Common Questions About FHA Multifamily in Miami
Here are some of the top questions buyers ask about using an FHA loan for a multifamily home in Miami:
- Can I buy a multifamily with FHA if I already own another property? Yes, you can, but FHA rules still require the new purchase to be your primary residence. This means you’ll need to live in one of the units full-time. The lender will verify your intent to occupy during the approval process.
- How long do I have to live there? FHA expects you to stay in the property for at least 12 months after closing, but it is not mandatory. This rule is in place to prevent buyers from using FHA loans for investment properties. After the first year, you can move and keep it as a rental if you choose.
- Can I use Airbnb or short-term rentals? FHA generally requires rental agreements of at least 30 days. Short-term stays under a month typically don’t meet the guidelines since the FHA treats rentals under 30 days as transient use. If you’re considering Airbnb or similar platforms, talk with Alex Doce first to confirm whether it fits FHA’s occupancy and rental requirements in 2025.
- What repairs can be financed? Health and safety repairs, like fixing a leaking roof or updating unsafe wiring, can sometimes be rolled into the loan through the FHA 203(k) program. This option, listed on the All Our Loan Types page, lets you buy and renovate under one mortgage.
- Can I use gift funds? Yes, FHA allows gift funds for your down payment and closing costs as long as they come from an approved source like a family member or employer. The funds must be documented with a gift letter and bank records to show the money is truly a gift, not a loan.
If you have any other questions, feel free to give us a call today at 305-900-2012.
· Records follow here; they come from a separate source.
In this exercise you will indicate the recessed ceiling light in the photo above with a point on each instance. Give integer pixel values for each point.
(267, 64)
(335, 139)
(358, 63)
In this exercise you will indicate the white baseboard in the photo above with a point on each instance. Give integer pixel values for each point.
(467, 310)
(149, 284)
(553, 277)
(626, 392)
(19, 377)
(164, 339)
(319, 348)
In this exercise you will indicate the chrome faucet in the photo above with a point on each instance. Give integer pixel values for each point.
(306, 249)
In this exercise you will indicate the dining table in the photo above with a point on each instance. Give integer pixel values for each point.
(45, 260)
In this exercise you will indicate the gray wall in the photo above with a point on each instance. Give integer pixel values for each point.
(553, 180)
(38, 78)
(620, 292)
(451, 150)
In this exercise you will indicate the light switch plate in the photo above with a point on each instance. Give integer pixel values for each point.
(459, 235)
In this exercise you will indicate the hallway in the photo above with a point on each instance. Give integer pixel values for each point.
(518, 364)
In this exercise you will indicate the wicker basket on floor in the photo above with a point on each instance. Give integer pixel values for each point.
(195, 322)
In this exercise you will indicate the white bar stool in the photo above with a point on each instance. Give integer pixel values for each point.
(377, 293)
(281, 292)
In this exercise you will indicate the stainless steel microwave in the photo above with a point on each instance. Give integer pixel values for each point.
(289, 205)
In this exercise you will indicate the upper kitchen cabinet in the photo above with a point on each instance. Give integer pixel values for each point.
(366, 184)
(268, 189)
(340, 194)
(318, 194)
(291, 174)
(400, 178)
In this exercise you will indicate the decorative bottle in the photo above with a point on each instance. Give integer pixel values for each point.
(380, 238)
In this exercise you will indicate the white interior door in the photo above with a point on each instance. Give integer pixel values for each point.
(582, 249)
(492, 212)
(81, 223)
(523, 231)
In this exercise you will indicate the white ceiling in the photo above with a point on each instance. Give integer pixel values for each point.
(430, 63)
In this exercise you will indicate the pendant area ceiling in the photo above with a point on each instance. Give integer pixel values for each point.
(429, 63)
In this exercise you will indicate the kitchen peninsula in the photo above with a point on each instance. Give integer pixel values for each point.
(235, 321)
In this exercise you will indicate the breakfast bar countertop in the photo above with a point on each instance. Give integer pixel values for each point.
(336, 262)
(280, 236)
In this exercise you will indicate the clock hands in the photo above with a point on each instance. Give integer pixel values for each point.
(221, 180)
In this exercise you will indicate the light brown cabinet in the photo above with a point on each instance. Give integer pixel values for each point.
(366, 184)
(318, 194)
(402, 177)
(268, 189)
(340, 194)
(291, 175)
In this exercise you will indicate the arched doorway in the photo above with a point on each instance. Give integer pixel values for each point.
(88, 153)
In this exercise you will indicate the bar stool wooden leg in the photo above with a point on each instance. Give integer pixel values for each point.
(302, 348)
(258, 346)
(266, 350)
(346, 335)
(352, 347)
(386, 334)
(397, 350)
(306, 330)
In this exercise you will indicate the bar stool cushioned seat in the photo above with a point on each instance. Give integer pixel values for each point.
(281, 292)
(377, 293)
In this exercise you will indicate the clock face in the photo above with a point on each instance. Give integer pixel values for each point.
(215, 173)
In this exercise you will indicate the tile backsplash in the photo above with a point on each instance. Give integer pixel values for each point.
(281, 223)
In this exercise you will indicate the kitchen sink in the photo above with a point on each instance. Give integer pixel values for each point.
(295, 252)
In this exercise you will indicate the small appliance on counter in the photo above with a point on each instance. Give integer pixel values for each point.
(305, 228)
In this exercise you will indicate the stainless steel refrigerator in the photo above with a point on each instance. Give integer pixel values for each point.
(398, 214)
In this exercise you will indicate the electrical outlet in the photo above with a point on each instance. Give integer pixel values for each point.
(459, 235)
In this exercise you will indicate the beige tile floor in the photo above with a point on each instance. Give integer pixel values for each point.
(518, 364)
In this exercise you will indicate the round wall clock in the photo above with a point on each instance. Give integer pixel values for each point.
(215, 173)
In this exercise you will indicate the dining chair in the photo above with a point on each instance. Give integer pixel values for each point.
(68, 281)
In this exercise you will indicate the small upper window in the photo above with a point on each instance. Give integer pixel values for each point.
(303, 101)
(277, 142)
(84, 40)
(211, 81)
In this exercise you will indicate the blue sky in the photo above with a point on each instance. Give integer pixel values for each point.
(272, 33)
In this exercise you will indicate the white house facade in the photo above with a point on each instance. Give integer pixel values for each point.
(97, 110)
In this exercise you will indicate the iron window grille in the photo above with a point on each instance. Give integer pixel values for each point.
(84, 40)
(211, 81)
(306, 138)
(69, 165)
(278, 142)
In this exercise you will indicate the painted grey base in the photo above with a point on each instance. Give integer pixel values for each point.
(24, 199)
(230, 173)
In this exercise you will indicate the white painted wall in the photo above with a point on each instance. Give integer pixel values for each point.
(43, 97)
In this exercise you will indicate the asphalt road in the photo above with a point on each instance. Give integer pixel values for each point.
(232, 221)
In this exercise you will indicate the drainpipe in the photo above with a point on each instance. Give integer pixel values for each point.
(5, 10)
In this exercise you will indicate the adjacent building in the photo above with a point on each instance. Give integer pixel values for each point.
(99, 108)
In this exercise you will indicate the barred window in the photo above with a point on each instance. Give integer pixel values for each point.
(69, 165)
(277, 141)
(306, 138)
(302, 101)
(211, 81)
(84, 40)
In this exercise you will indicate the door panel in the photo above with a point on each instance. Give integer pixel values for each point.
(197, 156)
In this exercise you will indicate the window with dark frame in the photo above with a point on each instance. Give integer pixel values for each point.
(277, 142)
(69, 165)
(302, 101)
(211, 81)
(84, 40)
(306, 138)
Why Work with The Doce Mortgage Group?
Buying a multifamily property in Miami is a big move, and having an experienced lender on your side makes a huge difference. The Doce Mortgage Group understands both the FHA guidelines and the Miami market, which means they can help you avoid surprises during the process.
We’ve been helping buyers secure the right financing for years, and our clients have given us hundreds of positive reviews!
Taking the Next Step Toward Your FHA Multifamily Purchase
Living in Miami while renting out your extra units can help you cover your mortgage and build equity at the same time. With the right property and a 2025 FHA loan for a multifamily home in Miami, you can enjoy the lifestyle that Miami has to offer, all while generating a steady, reliable rental income.